Em seres humanos casos de gripe aviária são raros, mas há uma série ao longo das últimas décadas. Segundo a OMS (Organização Mundial da Saúde), de 2003 até o final do ano passado foram 889 registros em 23 países. Não há registro de transmissão entre humanos, todos foram contaminados pelo contato próximo com aves infectadas e, agora, possivelmente pelo gado contaminado.
Porém, os casos recentes nos EUA realçam o potencial zoonótico do vírus, afirma Santos, que salienta a necessidade de medidas robustas de vigilância ativa para prevenir e controlar sua infecção e propagação.
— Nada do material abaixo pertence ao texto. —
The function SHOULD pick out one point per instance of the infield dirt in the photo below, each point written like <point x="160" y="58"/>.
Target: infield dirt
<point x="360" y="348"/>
“O CDC divulgou 11 casos humanos notificados desde 2021, quatro após exposição a vacas leiteiras e sete após exposição a aves. Dessa forma, o monitoramento da saúde do gado leiteiro e a pesquisa do agente em caso de adoecimento, morte ou diminuição da produção de leite seria uma possível estratégia de vigilância, além do controle de casos com georreferenciamento.”
A preocupação do CDC é alta devido à letalidade dos casos reportados nas aves. Por isso, o avanço da doença entre mamíferos, espécies biologicamente mais próximas dos seres humanos, causa preocupação de que, em algum momento, uma mutação possibilite que o vírus se adapte.
José Eduardo Levi, professor colaborador do laboratório de virologia do Instituto de Medicina Tropical e coordenador de pesquisa e desenvolvimento da Dasa, afirma que a adaptação para humanos é sempre o grande temor.
Isso pode acontecer com a adaptação de um animal mais próximo, como o porco ou o macaco, mas também por acaso com mutações e recombinações – como o caso da gripe suína (H1N1).
No caso dos riscos através do consumo de leite e carne crua, a pasteurização de produtos lácteos controla o risco de transmissão ao homem, explica Santos, mas há a possibilidade de transmissão pelo consumo de leite cru.
Em relação à prevenção, vacinas contra a gripe aviária em humanos estão em andamento nos EUA, Europa e também no Brasil, por meio do Instituto Butantan. O imunizante utiliza a mesma tecnologia usada na produção da vacina da influenza sazonal.
“É preciso criar estoques estratégicos caso necessário e, com o aumento de casos em uma dada região, um cinturão de proteção para que não aconteça uma pandemia como a da Covid”, afirma Levi.